L’effet « aider nos producteurs » fonctionne à plein. L’enseigne Intermarché en a été un des promoteurs, particulièrement au mois de novembre, à la fermeture des commerces alors considérés comme « non essentiels », lors du deuxième confinement. En achetant la majeure partie de la production disponible pour les offrir à ses clients sur les parkings, le distributeur a fait un beau geste et a très largement aidé l’entreprise, déjà durement affectée au printemps. « Nous étions sonnés, avec deux millions d’euros de perte et un prêt garanti d’État d’un montant supérieur, explique Jean-Philippe Bigot. Il a fallu annoncer à nos mille salariés kenyans que nous devions cesser la cueillette de nos roses labellisées Max Havelaar – commerce équitable, tandis qu’ici, à Allonnes, 160 salariés qui étaient mobilisés pour les tulipes ont dû cesser le travail d’un coup. À cette annonce, certains pleuraient. Mais nous leur avions promis de ne pas les laisser tomber, nous nous sommes battus avec nos fédérations », raconte le dirigeant. Les deux confinements lui ont fait jeter pas moins de dix millions de roses et trois millions de tulipes.

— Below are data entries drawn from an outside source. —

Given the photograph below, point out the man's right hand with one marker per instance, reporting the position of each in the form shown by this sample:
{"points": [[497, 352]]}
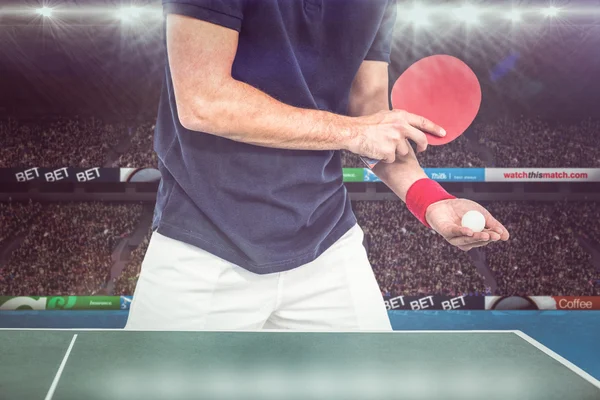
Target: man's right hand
{"points": [[383, 136]]}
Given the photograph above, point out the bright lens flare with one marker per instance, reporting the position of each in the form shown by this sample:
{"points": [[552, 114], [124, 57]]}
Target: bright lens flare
{"points": [[44, 11], [515, 16], [419, 15], [468, 14], [128, 13], [550, 11]]}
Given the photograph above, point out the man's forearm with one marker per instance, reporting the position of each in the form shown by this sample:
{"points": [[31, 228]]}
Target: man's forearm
{"points": [[400, 175], [240, 112]]}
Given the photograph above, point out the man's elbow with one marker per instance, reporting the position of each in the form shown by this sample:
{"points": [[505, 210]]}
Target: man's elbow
{"points": [[195, 115]]}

Le groupe poursuit ses projets. L’exportation depuis la France vers le Royaume-Uni ne représente pour le moment que moins de 5 % du chiffre d’affaires. Cependant, il existe un créneau pour les tulipes sarthoises dont la très bonne tenue est un atout à la mi-carême, période de fête des Mères outre-Manche. Les pivoines sont aussi très demandées en Allemagne. La consommation de fleurs est bien plus développée dans ces deux pays car ils disposent de plus de points de distribution et le label commerce équitable y représente 80 % des ventes de roses.
« Développer le marché français est tout à fait possible, à condition de ne pas s’opposer les uns aux autres. Les fleuristes et la grande distribution sont complémentaires », estime Jean-Philippe Bigot.